Water Control & Improvement District 10 continues to move forward with construction projects that voters approved in a 2015 bond vote, including projects aimed at making area waterlines more robust, according to district documents. WCID 10 customers include the city of West Lake Hills (which constitutes about half of the territory covered by the district) as well as the neighborhoods of Westwood, Rolling Hills West, Knollwood, Westlake Highlands, Sundown Parkway, Camelot and the original Rob Roy Ranch. Here are updates on six WCID 10 projects:
  1. The Bee Cave Road project continues with new waterline installation complete from Red Bud Trail to Buckeye Trail. Continuation of waterline installation should soon start from Buckeye Trail eastward to Westlake Drive. Upon completion, the new line will continue all the way to Bulian Lane.

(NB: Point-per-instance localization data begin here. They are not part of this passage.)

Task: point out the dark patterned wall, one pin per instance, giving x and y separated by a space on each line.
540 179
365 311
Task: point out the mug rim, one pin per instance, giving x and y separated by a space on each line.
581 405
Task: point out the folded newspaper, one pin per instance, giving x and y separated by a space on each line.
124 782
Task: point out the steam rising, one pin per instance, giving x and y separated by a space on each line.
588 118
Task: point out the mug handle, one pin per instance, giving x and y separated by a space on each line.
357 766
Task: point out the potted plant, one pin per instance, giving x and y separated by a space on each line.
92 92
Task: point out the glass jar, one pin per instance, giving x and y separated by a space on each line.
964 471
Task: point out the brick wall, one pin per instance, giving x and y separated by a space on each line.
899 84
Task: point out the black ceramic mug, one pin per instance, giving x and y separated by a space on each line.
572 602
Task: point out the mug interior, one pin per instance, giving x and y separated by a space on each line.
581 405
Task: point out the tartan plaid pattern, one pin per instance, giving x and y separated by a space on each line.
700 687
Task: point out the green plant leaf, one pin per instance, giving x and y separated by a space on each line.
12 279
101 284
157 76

2. Phase 1 of a new pump station is underway with completion anticipated in fall 2019. 3. New waterline installation for Old Stonehedge Street is complete with the exception of paving. 4. A portion of Red Bud Trail from Old Stonehedge Street south to Flintridge Road is under construction and has received 3,435 of the approximate 5,839 linear feet of new waterline. 5. Skyline Drive and Nob Hill Circle waterline installation is also underway, and approximately 1,700 of 5,065 linear feet of new waterline there has been installed. The contractor began on Nob Hill Circle and will move on to Skyline Drive (between Nob Hill and Red Bud Trail) and finally onto Red Bud Trail (from Skyline to Old Stonehedge). 6. Circle Ridge Drive,  the next project to commence, is expected to start construction March 1. The project will consist of 2,575 linear feet of new 8-inch waterline. Contract time allotted for the project is 180 days. For the 5,000-acre area of western Travis County served by the WCID 10, it is critical to have water delivery system able to suppress house fires and to prevent house fires from becoming wildfires, according to the district. "Over half of the District’s 80+ miles of distribution pipes are 6-inches in diameter. All of the 6-inch lines were approved by the City of Austin and were the then-standard," according to the district. "The bond improvements program will add 8-inch and 12-inch water lines serving several neighborhoods, and a new 16-inch trunk-transmission line along Bee Cave Road, concurrent with the Texas Department of Transportation’s widening project. These system improvements will approximately double WCID 10 system water flows for the protection of our community."